O terceiro encontro, realizado na terça-feira, 20, em Santa Terezinha de Itaipu, apresentou a temática “Adolescência e Diversidades”. O encontro contou com a participação de profissionais das áreas de saúde, assistência social e educação, que trabalham diretamente com adolescentes. Juntos, os profissionais puderam trocar experiências e elaborar estratégias acerca do tema.

Segundo a analista técnica do projeto e responsável por conduzir os módulos, Cintia Cruz, o objetivo do projeto é fortalecer as políticas públicas de saúde na região da tríplice fronteira. “Hoje, estamos realizando o terceiro encontro de um total de dez, com intuito de buscar as melhores soluções com foco no acolhimento desses adolescentes, contribuindo para que as e os jovens, além de exercerem os seus direitos sexuais e reprodutivos com informação e segurança, possam desenvolver habilidades para vida e alcancem seus plenos potenciais”, destacou.

A diretora de Saúde de Santa Terezinha de Itaipu, Eliane Brambatti, acrescentou que “a partir da capacitação a equipe da Secretaria de Saúde irá ampliar o atendimento e acolhimentos aos adolescentes, por meio da troca de experiência, adotando uma nova forma de olhar para esse público”, garantiu.

A enfermeira Denize Boaretto Kaefer trabalha com o atendimento direto as adolescentes no município de Missal. Para ela, é fundamental a troca de informações e experiências de diferentes setores sobre o tema para que os profissionais estejam preparados para atender adolescentes de maneira adequada. “Acho extremamente válido os encontros, pois é um momento em que podemos refletir sobre o que vem sendo realizado em nosso município, além de levar novas idéias por meio do conhecimento adquirido durante a capacitação”, ressaltou.

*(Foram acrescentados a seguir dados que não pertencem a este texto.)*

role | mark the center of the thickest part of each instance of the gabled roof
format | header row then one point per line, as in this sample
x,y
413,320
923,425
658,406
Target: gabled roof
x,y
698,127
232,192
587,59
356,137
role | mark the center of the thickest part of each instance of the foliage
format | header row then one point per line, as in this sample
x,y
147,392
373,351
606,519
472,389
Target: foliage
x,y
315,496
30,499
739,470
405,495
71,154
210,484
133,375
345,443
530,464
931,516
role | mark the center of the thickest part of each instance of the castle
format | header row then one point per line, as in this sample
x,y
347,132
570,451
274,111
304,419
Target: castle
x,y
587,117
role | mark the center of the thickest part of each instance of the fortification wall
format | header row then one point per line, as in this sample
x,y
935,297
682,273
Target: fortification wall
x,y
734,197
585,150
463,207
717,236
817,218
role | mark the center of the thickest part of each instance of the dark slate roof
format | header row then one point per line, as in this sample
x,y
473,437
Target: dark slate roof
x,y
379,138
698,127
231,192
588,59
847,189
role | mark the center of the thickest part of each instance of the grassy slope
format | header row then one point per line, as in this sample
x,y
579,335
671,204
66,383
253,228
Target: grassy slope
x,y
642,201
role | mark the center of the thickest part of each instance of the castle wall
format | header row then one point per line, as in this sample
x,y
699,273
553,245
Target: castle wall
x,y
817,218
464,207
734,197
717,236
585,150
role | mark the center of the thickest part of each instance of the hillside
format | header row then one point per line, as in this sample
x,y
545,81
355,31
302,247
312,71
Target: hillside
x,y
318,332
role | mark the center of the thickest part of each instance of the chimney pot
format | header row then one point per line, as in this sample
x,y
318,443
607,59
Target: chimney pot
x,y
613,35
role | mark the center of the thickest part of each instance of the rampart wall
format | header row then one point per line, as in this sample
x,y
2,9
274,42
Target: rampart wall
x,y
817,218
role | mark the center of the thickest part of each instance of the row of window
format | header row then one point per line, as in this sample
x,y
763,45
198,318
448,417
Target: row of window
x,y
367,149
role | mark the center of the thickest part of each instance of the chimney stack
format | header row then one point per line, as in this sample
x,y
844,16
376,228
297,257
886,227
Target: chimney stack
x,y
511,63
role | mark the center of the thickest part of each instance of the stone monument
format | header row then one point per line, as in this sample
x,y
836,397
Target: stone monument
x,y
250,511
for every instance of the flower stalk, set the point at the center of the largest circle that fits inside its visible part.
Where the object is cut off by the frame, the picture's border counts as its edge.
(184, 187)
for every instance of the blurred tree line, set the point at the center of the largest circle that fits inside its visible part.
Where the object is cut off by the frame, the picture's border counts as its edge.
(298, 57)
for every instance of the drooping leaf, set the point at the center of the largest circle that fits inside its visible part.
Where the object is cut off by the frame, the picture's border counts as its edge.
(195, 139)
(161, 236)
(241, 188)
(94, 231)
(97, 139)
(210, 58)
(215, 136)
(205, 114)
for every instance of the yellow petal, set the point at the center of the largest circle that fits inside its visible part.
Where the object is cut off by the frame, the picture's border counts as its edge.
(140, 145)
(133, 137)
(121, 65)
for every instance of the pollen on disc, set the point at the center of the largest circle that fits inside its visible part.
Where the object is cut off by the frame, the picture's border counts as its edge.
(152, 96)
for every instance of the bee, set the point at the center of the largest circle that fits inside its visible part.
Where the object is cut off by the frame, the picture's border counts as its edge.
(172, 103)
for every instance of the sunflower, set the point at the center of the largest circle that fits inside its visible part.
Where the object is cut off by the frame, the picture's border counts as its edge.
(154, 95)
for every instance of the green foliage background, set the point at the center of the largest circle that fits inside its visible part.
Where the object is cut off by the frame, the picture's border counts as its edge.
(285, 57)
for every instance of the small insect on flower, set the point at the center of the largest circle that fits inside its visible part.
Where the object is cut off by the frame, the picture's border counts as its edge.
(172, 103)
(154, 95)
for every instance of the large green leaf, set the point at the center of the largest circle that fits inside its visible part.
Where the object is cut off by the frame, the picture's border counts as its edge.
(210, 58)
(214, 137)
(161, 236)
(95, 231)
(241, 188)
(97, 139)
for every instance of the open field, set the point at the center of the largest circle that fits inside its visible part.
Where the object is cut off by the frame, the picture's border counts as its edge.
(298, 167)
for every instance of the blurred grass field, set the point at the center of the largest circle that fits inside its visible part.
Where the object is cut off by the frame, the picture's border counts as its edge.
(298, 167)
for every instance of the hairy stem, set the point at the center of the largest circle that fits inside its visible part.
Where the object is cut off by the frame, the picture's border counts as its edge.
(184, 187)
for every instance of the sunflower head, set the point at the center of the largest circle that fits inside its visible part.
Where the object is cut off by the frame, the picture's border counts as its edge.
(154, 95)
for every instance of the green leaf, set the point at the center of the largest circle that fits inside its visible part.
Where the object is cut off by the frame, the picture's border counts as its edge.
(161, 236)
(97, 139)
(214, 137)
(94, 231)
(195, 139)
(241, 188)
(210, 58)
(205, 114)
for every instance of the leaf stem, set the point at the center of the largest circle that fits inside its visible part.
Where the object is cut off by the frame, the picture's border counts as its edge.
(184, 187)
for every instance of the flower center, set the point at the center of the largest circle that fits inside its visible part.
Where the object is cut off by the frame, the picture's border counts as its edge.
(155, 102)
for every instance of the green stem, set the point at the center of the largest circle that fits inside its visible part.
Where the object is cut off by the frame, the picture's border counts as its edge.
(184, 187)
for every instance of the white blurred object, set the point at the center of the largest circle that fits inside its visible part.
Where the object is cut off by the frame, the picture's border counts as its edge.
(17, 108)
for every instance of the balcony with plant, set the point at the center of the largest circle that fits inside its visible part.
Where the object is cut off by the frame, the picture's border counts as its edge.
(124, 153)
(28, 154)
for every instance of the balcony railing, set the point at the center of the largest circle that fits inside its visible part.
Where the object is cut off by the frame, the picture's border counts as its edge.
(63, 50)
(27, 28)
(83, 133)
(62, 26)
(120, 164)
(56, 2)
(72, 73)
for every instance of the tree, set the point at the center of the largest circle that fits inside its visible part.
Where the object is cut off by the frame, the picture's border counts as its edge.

Sobre o projeto – Ao todo, 51 municípios que integram a Associação dos Municípios do Oeste do Paraná (Amop), fazem parte do projeto. As capacitações estão sendo realizadas em regiões distintas, para que os grupos de participantes sejam mais reduzidos e os debates tenham maior participação dos profissionais. As oficinas fazem parte do eixo “Saúde”.

Iniciado em 2018, o projeto também prevê ações em educação, gestão do conhecimento e comunicação. As ações têm foco no desenvolvimento socioeconômico da região, criando e ampliando oportunidades para que adolescentes e jovens contem com serviços acolhedores de saúde e com profissionais preparados, e tenham garantidas condições de ampliar suas habilidades para a vida e competências socioemocionais.